In cities across the country, clashes erupted as Morsi supporters marched on local government buildings, battling police or Morsi opponents.
“We are all now afraid for Egypt,” Amr Moussa, a former Arab League chief who was a major leader of the opposition to Morsi during his year in office, said on Al-Hayat TV. “Egypt can’t afford to enter into violence or civil war.”
But Islamists vowed to show by their numbers and the turmoil that the military had made a mistake in ousting Morsi on Wednesday night after millions of Egyptians poured into streets around the country for four days this week demanding the Islamist president go in the biggest rallies the country has seen.
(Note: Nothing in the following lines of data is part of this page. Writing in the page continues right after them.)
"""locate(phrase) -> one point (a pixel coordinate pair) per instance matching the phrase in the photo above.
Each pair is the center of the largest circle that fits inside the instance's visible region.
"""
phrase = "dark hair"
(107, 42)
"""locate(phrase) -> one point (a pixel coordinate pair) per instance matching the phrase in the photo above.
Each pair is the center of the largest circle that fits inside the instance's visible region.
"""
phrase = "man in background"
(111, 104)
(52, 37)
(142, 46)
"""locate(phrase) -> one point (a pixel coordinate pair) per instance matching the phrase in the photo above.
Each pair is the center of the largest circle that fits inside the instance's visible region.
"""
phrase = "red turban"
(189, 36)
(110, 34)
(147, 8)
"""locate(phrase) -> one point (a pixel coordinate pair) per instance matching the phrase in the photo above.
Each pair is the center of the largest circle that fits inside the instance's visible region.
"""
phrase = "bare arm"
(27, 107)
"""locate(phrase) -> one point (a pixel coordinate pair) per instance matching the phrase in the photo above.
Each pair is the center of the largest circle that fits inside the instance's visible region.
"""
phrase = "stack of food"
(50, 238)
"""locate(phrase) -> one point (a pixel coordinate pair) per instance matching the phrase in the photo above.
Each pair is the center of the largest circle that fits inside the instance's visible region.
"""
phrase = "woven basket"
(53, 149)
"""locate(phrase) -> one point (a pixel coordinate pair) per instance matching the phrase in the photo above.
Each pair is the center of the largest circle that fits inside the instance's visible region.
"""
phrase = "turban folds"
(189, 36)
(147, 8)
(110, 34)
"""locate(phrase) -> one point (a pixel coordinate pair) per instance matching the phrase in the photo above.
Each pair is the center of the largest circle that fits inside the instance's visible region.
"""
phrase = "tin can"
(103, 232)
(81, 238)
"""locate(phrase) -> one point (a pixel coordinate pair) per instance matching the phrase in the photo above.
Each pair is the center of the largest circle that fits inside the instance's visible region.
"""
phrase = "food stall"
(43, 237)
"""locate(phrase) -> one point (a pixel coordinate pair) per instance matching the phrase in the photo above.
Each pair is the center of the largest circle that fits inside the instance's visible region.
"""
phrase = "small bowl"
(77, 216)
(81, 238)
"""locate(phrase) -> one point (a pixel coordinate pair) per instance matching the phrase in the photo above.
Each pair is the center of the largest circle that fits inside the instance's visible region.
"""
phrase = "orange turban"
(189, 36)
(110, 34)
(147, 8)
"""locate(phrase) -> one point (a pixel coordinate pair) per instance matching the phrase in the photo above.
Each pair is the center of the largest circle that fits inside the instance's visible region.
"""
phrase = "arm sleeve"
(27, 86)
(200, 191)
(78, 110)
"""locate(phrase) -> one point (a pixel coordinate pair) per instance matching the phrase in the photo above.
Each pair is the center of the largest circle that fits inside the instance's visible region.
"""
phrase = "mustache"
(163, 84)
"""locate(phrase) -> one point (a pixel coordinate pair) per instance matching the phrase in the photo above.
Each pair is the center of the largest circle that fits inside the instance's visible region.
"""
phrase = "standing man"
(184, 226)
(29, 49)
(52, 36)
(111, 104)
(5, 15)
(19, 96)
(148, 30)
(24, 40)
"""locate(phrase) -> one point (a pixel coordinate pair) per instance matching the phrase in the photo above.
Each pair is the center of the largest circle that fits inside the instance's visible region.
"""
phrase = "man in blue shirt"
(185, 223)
Badie’s speech injected a new vehemence into Morsi’s supporters, and the eruption of clashes at multiple locations soon afterward suggested a coordinated counter-push against those behind his ouster.
“The military got itself in a trap by siding by one side. Now they see the masses in the streets and now they realized that there are two peoples,” Hamada Nassar, a figure from the hard-line former militant group, Gamaa Islamiya, told AP.
As clashes raged Friday night, the military’s spokesman warned against “any provocation or contact with groups of peaceful protests, and those who transgress that will be dealt with complete determination according to the law.”
The day’s turmoil began in the afternoon when army troops opened fire as hundreds of Morsi supporters marched on the Republican Guard building in Cairo, where Morsi was staying at the time of his ouster before being taken into military custody at an unknown location.
The crowd approached a barbed wire barrier where troops were standing guard around the building. When one person hung a sign of Morsi on the barrier, the troops tore it down and told the crowd to stay back. A protester put up a second sign, and the soldiers opened fire, according to an Associated Press photographer.
One protester was killed, with a gaping, bleeding wound in the back of his head, while others fell bloodied and wounded. Witnesses told to AP Television News at the scene that men in plainclothes fired the lethal shots.